Time for a Reset
21 February 2025
The ad industry has always been framed by different factions shouting ever louder – from the pages of the trades and conference platforms. No change there then – from the days of arguments around commission versus fees, to the ‘no longer a need for account people’ and the merits and demerits of social media this has always been a business fuelled by strong, imaginative opinions.
But where we are now feels different, certainly as far as the media agencies are concerned. Putting individual companies aside, and making the case as objectively and dispassionately as possible:
- The largest media agencies have long promoted their strategic and planning capabilities – with good reason. By so doing they have sought to position themselves as competing in the same high-margin space as the management consultancies. This ambition seems no more.
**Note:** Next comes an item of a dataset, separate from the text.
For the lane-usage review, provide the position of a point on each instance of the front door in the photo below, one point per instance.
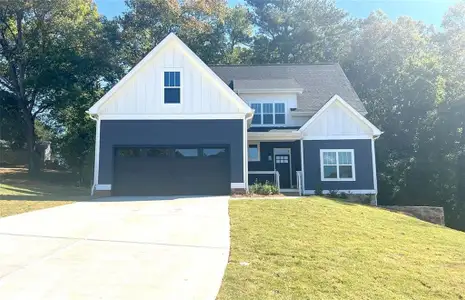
(282, 164)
- At the same time, they’ve become in effect sales agents for the large platforms and the adtech businesses – being paid by them under all sorts of labels (including consultancy, training and in one case apparently selling space for promotional posters on the agency’s office walls).
- And they’ve developed their high-margin, low risk principal-based buying practices – seen it seems by some of their CEOs as central to the case for a giant merger.
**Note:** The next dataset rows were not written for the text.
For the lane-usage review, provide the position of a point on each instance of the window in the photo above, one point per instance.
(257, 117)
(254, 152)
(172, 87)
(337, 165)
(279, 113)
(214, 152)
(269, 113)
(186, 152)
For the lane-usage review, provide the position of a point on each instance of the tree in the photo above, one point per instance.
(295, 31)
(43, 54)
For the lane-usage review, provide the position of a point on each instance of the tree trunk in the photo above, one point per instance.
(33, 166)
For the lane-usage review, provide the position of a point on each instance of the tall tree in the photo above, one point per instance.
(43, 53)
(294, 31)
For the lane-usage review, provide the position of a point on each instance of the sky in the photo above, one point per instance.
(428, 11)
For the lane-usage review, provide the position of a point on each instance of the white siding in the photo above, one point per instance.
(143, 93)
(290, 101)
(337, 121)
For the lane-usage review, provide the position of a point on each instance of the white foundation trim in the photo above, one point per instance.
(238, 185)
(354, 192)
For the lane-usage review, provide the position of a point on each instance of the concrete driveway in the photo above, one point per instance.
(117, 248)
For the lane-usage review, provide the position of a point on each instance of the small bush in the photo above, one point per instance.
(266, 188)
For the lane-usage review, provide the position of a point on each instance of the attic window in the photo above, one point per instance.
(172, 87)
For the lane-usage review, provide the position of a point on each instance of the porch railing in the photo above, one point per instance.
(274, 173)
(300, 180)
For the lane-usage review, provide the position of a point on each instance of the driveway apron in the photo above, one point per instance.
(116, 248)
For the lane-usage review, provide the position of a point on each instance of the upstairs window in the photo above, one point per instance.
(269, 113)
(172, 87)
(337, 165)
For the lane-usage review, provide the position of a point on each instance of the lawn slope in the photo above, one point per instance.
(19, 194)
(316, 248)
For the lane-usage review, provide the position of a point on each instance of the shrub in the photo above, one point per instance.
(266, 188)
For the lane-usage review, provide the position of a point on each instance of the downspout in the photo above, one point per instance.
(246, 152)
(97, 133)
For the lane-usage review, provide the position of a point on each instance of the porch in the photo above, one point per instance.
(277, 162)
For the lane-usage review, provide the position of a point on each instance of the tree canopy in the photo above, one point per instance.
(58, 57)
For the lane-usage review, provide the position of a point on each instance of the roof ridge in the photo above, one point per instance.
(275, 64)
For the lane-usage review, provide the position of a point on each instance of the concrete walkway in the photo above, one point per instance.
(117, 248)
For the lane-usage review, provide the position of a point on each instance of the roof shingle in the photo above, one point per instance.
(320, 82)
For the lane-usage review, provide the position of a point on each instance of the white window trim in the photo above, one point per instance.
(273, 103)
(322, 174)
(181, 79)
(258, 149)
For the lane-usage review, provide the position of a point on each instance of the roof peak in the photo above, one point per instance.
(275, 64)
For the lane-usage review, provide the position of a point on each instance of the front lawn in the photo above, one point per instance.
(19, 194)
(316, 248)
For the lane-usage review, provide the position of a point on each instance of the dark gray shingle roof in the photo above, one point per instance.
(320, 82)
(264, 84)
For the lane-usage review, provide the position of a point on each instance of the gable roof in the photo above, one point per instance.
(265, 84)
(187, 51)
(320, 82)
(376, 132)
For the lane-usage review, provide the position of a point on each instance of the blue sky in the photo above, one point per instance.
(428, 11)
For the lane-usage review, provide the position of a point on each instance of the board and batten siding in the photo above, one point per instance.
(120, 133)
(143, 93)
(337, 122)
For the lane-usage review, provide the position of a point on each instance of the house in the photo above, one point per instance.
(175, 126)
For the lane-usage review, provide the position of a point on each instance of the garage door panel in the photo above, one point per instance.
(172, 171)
These are incompatible aims.
The first one relies on an investment in time and resource, the growing and nurturing of a group of skilled practitioners who are aware of and absorb the latest research and thinking around how media works and as such are of potentially great value to clients’ businesses. It relies on objectivity.
The second and third rely on putting the agency’s interests first, whilst seeking to convince clients otherwise, using the argument that what matters is buying the most basic set of media metrics at the cheapest rate, regardless of any other evidence. This ‘once in a lifetime’ offer is available only if the client foregoes any right to audit or third-party investigation.
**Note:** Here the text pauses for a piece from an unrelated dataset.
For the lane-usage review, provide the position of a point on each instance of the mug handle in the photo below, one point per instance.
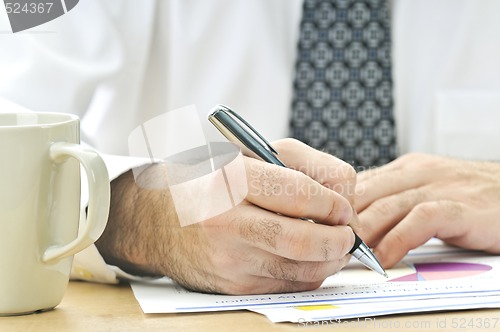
(99, 198)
In trying to square a circle the largest agencies have managed to lose the trust of their clients; cause embarrassment amongst some of their most skilful strategic thinkers; and I would argue bring the ad business into disrepute.
There is an irony in this obsession with short-term financials (which is what drives this – without their media arms the holdcos are deep in the mire) given all the evidence produced by many of the very same organisations on the value of long-term brand building.
It’s time to take a breath and reset.
When media agencies first emerged from the old full-service model, they were buyers. That’s what they did; that’s what they were called (still are by many clients).
Planning and strategy stayed within the creative agencies.
It was essential to ensure that what was planned was bought. It made no sense to separate the planning from execution and sure enough it changed.
But what if the plans and the buys aren’t linked? What if the agency plans one thing, to suit its clients needs and then buys something else to meet its own commitments?
That is what happens now in far too many cases. It was at the heart of the case made by Jon Mandel to the ANA in 2016; it’s still the case.
It was the basic principle that fuelled the Japanese media industry for years. The biggest agencies acted as both buyer and seller; plans were more a post-rationalisation, measurement atrophied, based on gross impressions.
Sound in any way familiar?
Then Nielsen introduced people meter audience data into the Japanese market, bringing target audience ratings (TARPs) to a market previously limited to gross ratings (GRPs).
Suddenly plans based on target audiences became a thing. A planning agency, called Strategic Planners International, or SPI emerged.
SPI started using the targeted data to audit actual delivery against plans.
In due course SPI started doing the planning themselves for clients, with the buying remaining with the giants. SPI audited the buys made against their plans.
We’ve come a long way from TARPs and GRPs but if plans and buys aren’t linked, why do they need to be done in the same house?
A specialist comms planning agency could be hired by a client for the quality of its thinking and expertise. The planning agency doesn’t buy but it could be made responsible for its plans being executed. The client relationship is with the planning team; the buying team is accountable to the planners who are held to account by the client.
Like most models this will appeal to some clients more than others. For some a relationship with a media agency that plans and then buys what it plans, openly and transparently would make more sense.
Also like most models this needs scrutiny, detail and constructive criticism. Perhaps this post can start that discussion.
When something isn’t working, we shouldn’t be afraid to break things apart before putting them back together.
As to SPI, the business was bought by Aegis (way before Aegis itself sold to Dentsu), merged, then demerged, was subject to a management buy-out and most recently has been sold again (in 2023) – to Deloittes.
It’s Founder, Kim Walker created and now Chairs Aprais, a business that ‘works to build stronger business relationships’.
Cheers Brian. Thanks for rekindling some wonderful memories of an exciting chapter.
And thanks to you for the history lesson Kim!
Another insightful piece. Perhaps next time address a huge contributor to the abuse and current disconnect of the fundamental “plan what you buy, buy what you plan” ad campaign principle – “Programmatic”?
I don’t have a problem with the concept of ‘programmatic’; the issue is how users use it, or rather how they don’t use it!